The Court started its analysis with the principle that a guarantee must clearly show that the alleged guarantor is binding himself to repay the sum secured if the principal debtor defaults. Accordingly, the words of the guarantee are paramount, although the Court recognised that the intention of the parties is also relevant. Applying these principles to the guarantee at issue, the Court found that it was clearly signed by the directors in their capacity as directors of and on behalf of the company. In this regard, it was relevant that the guarantee contained the words "I/We the Directors of the Company agree to guarantee […]" and that in signing the guarantee, the defendants had crossed out the words "Partner" and "Trustee" from the attestation clause, leaving the word "Director".

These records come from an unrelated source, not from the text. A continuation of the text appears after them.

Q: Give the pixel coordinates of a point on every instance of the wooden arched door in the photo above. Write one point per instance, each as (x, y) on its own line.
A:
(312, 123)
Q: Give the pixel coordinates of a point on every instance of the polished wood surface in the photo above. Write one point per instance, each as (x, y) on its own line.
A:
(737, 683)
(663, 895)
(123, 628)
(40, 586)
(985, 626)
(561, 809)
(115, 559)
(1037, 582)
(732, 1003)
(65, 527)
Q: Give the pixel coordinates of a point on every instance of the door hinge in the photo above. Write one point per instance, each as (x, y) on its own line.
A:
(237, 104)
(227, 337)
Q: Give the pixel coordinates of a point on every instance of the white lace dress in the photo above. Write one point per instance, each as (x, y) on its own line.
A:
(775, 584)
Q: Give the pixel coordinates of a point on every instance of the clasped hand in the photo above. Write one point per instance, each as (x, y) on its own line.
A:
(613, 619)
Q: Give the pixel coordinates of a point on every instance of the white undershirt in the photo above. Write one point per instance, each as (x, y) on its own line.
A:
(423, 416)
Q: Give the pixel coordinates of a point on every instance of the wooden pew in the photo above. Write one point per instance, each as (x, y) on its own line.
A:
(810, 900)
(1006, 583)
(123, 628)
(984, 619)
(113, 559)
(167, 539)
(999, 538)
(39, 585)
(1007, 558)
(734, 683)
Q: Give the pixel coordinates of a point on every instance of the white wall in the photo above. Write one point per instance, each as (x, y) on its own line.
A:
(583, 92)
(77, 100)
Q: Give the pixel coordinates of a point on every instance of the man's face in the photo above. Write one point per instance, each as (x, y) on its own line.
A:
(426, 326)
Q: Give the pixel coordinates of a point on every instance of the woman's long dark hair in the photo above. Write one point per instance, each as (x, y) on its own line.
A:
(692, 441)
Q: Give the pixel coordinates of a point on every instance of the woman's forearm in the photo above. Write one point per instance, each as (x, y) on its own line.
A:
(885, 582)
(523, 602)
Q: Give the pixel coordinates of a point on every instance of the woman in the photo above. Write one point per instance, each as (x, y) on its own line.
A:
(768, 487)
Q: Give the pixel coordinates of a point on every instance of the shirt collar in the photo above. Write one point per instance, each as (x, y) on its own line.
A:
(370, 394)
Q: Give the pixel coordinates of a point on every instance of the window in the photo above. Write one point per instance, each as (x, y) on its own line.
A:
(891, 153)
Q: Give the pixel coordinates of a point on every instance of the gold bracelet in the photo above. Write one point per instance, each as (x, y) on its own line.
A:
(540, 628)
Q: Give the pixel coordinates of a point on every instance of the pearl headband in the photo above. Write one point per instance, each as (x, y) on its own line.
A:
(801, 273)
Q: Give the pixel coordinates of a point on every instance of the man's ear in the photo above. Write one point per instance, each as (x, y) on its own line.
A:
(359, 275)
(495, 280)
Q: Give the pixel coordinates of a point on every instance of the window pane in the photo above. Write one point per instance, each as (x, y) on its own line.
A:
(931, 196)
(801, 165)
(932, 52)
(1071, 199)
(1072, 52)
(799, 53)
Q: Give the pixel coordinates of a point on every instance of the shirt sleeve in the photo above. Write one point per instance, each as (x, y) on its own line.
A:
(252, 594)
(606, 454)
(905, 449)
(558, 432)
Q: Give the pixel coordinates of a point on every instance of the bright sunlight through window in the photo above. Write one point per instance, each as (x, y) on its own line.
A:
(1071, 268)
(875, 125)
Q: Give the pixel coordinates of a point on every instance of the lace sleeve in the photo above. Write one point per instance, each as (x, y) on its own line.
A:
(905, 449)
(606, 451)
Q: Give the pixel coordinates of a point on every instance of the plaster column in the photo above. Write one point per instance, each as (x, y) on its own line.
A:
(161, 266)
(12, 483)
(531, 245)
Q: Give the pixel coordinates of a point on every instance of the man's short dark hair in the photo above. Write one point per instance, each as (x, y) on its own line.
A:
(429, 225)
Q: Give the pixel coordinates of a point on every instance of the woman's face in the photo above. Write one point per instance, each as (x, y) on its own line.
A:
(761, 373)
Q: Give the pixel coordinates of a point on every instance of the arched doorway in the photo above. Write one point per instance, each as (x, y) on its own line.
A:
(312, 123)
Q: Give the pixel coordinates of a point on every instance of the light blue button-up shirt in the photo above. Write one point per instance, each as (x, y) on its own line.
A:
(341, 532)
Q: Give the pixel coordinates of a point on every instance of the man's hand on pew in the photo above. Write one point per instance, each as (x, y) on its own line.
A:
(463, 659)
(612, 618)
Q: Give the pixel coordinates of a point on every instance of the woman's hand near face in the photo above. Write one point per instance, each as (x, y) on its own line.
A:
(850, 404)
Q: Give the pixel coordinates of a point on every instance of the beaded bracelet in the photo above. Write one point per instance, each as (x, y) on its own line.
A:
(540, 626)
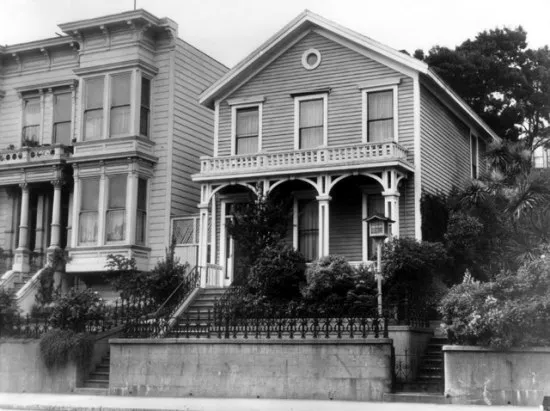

However, the Court noted that as a person is able to sign a contract in a dual capacity, the directors may also have signed in their personal capacities. The directors denied that they had done so, arguing that they had merely signed an acknowledgment, that the wording of the documentation was unclear and should be interpreted in favour of the directors and that the plaintiff failed to draw the attention of the defendants to the guarantee requirement and clause.
In the context of the summary judgment application, the Court was unable to reach a final view. However, it noted that in the present case, the presumption that if a signer of a contract purports to sign on behalf of a company he is signing only in that capacity may very well not be displaced by the confusing wording of the document or any extrinsic evidence.
On that basis, the case was referred to a full trial. In the event that that trial proceeds, a further report will be provided in a later edition of this update.